Peki neden Katar hedefte?
Herkesin bildiği bir gerçek var ki Katar’ın Körfez’deki despotik rejimlerden ayrılan kendine özgü bir yapısı var. Evet Hamas’ı destekliyor, ama Hamas bir terör örgütü değil. Daha da önemlisi, özellikle son yıllarda Hamas Ortadoğu’da demokratik yapılanmayı esas alan bir çizgide önemli mesafeler kaydetmiş durumda. Ayrıca biliyoruz ki Katar’da İslam dünyasının farklı siyasi akımları ve demokrasi düşüncesi himaye görüyor. İşte Körfez diktatörlerini korkutan esas tehlike de bu...
***
Arap Baharı ile diktatörler için tehlike çanları çalmaya başladığında Suudi Arabistan’dan Birleşik Arap Emirliklerine, Mısır’dan Suriye’ye kadar bütün Arap müstebitleri kanlı petro-dolarları piyasaya sürmüşlerdi. Çünkü Arap sokağında yükselmeye başlayan demokrasi ve özgürlük sesleri diktatörlerin uykularını kaçırıyor, nefes almakta güçlük çekiyorlardı.

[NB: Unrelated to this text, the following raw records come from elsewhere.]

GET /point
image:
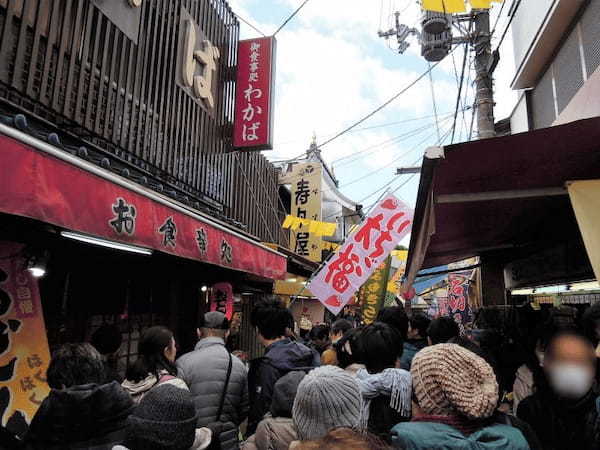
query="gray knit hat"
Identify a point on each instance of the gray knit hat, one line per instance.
(328, 397)
(165, 419)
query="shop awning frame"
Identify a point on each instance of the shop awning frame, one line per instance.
(50, 151)
(517, 181)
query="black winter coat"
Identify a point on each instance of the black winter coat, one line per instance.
(280, 358)
(561, 424)
(90, 416)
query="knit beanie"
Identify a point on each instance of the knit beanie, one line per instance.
(164, 419)
(284, 394)
(449, 379)
(327, 398)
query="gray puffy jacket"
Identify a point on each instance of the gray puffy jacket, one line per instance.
(204, 370)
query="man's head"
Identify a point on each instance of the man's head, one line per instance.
(319, 336)
(441, 330)
(570, 365)
(395, 316)
(417, 326)
(271, 320)
(338, 329)
(213, 324)
(75, 365)
(381, 347)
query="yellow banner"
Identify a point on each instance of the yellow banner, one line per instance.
(305, 180)
(445, 6)
(585, 199)
(24, 354)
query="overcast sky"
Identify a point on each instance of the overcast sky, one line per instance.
(333, 69)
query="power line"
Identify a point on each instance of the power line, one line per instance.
(285, 22)
(514, 13)
(460, 85)
(372, 113)
(250, 25)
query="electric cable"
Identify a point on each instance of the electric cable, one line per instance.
(250, 25)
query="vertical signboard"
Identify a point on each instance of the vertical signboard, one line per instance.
(306, 182)
(372, 294)
(253, 124)
(364, 250)
(24, 354)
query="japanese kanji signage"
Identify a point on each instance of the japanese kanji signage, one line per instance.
(372, 294)
(306, 181)
(458, 298)
(221, 299)
(198, 63)
(35, 185)
(254, 94)
(364, 250)
(24, 354)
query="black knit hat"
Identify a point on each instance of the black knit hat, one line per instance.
(165, 419)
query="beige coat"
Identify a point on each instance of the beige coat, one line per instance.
(272, 434)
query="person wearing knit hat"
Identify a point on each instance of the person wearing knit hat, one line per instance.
(327, 398)
(165, 419)
(455, 394)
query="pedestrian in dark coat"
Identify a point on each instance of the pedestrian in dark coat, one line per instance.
(564, 412)
(204, 370)
(80, 412)
(282, 355)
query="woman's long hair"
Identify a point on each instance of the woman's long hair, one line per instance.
(151, 355)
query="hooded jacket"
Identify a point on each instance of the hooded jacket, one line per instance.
(204, 370)
(280, 358)
(434, 436)
(89, 416)
(562, 424)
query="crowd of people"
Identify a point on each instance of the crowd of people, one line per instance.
(401, 382)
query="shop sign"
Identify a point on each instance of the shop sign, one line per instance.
(372, 294)
(24, 354)
(457, 302)
(197, 64)
(306, 182)
(364, 250)
(221, 299)
(41, 187)
(253, 123)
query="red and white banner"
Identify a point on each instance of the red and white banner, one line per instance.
(364, 250)
(36, 185)
(253, 123)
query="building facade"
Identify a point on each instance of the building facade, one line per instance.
(557, 60)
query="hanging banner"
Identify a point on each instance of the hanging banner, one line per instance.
(363, 251)
(306, 181)
(221, 299)
(34, 184)
(585, 199)
(24, 354)
(456, 6)
(253, 123)
(372, 294)
(458, 298)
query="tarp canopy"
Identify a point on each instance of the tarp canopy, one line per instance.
(503, 195)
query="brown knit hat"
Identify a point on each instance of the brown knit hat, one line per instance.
(449, 379)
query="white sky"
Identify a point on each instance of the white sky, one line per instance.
(332, 69)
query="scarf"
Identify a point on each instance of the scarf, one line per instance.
(465, 426)
(394, 383)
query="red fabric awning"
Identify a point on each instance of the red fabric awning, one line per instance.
(502, 193)
(52, 186)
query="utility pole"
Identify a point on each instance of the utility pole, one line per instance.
(484, 94)
(436, 39)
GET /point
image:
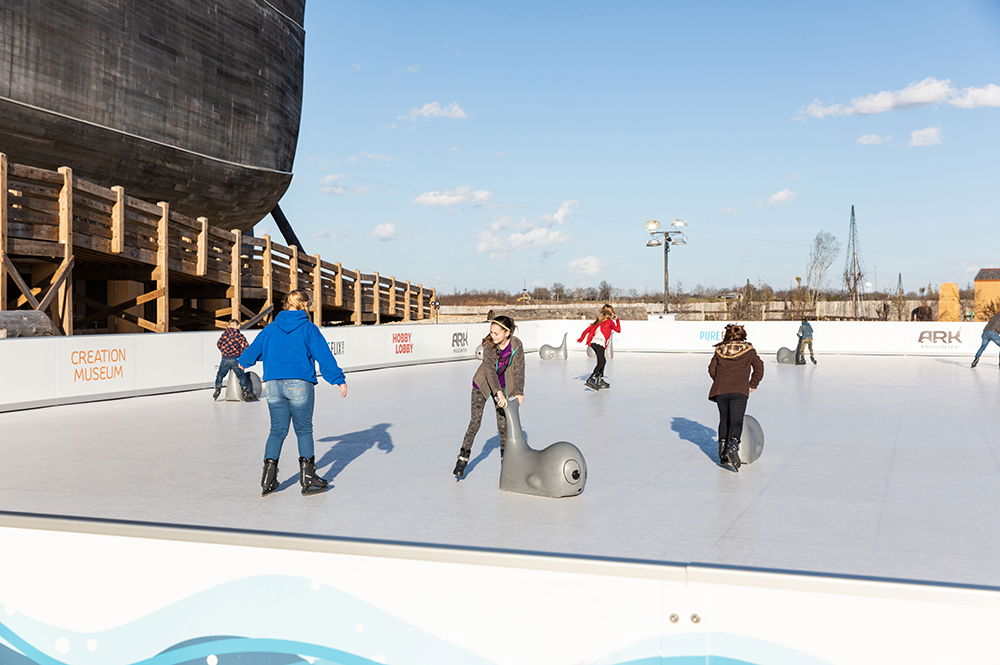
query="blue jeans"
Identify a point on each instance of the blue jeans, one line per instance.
(227, 364)
(290, 400)
(988, 336)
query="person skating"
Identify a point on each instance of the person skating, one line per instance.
(598, 336)
(991, 333)
(736, 371)
(804, 334)
(290, 347)
(501, 373)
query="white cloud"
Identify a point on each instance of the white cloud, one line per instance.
(560, 215)
(435, 110)
(586, 265)
(331, 184)
(385, 231)
(919, 93)
(924, 137)
(970, 98)
(781, 197)
(874, 139)
(446, 199)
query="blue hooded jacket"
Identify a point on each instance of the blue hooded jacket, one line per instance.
(290, 348)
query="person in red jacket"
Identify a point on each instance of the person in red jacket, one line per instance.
(597, 336)
(736, 371)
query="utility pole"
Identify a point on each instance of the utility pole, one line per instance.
(853, 274)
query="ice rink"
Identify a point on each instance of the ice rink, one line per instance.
(874, 466)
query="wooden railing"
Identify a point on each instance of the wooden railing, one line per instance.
(57, 230)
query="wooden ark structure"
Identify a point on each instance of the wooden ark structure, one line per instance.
(191, 109)
(98, 260)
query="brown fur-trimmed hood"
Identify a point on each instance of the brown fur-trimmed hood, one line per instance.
(732, 349)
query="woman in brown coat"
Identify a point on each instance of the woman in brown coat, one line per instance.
(736, 371)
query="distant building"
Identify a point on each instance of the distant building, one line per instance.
(987, 288)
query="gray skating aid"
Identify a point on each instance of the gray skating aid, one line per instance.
(548, 352)
(555, 471)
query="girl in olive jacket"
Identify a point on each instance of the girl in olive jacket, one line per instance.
(736, 371)
(501, 374)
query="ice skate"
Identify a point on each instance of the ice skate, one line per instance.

Obama döneminde hareket kabiliyetleri zayıflayan Körfez diktatörleri Trump’la birlikte rahat bir nefes aldılar. Çünkü Trump için ahlak, hukuk, demokrasi değil, diktatörlerin cebinden alacağı milyar dolarlar önemliydi. Daha kampanya döneminde Arapların paralarına göz diktiğini açıkça ilan etmişti. Gelir gelmez de gereğini yaptı ve hiçbir zahmete girmeden tahsilatı gerçekleştirdi. Eğer Katar Emirini de ayağına götürebilseydi, eminim ondan da gerekli tahsilatı yapacak ve işine bakacaktı. Arap dünyası kendi içinde kavga mı ediyor, stratejik dizaynlar mı yapıyor Trump’ın hiç umurunda değil, o “Payımı verin ne haliniz varsa görün” havasında...
Bu arada her vesileyle İslam karşıtlığını açıkça ilan eden Trump’la yeni ufuklara yürüme hayalleri kuran ve bütün hisselerini Trump’a yatıran Türkiye’deki bazı çevreler, umarız son yaşananları dikkatle izliyorlardır.
Katar krizinin gerçek hedefinin Suudi Arabistan ve BAE’nin Katar’ı hizaya getirme operasyonu ve de Hamas ve Müslüman Kardeşler’in önünü kesme girişimi olduğunun altını çizen analizler yapabiliriz, Ortadoğu’da demokratik kıpırdanışları boğma hamlesi olduğunu da söyleyebiliriz.
***
Ama bunların hiçbirisi Müslümanların içine düştüğü zilleti izah etmek için maalesef yeterli değil. Esas dramatik olan İslam dünyasının bütün dünyaya sergilediği zillet fotoğrafıdır. Her vesileyle “İslam kardeşlik dinidir” söylemini dillendiriyoruz ama kimseyi inandıramıyoruz. Tabloya bakar mısınız, Körfez’in diktatörleri kanlı petro-dolarlarını rüşvet olarak verip kardeşlerini boğma vizesi alıyorlar. Bundan daha utanç verici bir durum olabilir mi Allah aşkına? Bütün bunlardan sonra kim inanır ki ‘kardeşlik’ palavrasına...
Herkesin bildiği gerçeği söylemenin zamanı gelmiştir; maalesef Müslüman toplumların hiçbirinde İslam’ın temel ilkelerini oluşturan adalet yok, hürriyet yok, özgürlük yok. Dolayısıyla evrensel manada bir hukuk nizamı oluşturamayan, bireylerin hürriyetlerini teminat altına alamayan ve koyu bir istibdat rejimiyle yönetilen toplumların İslam diye bir davası da olamaz.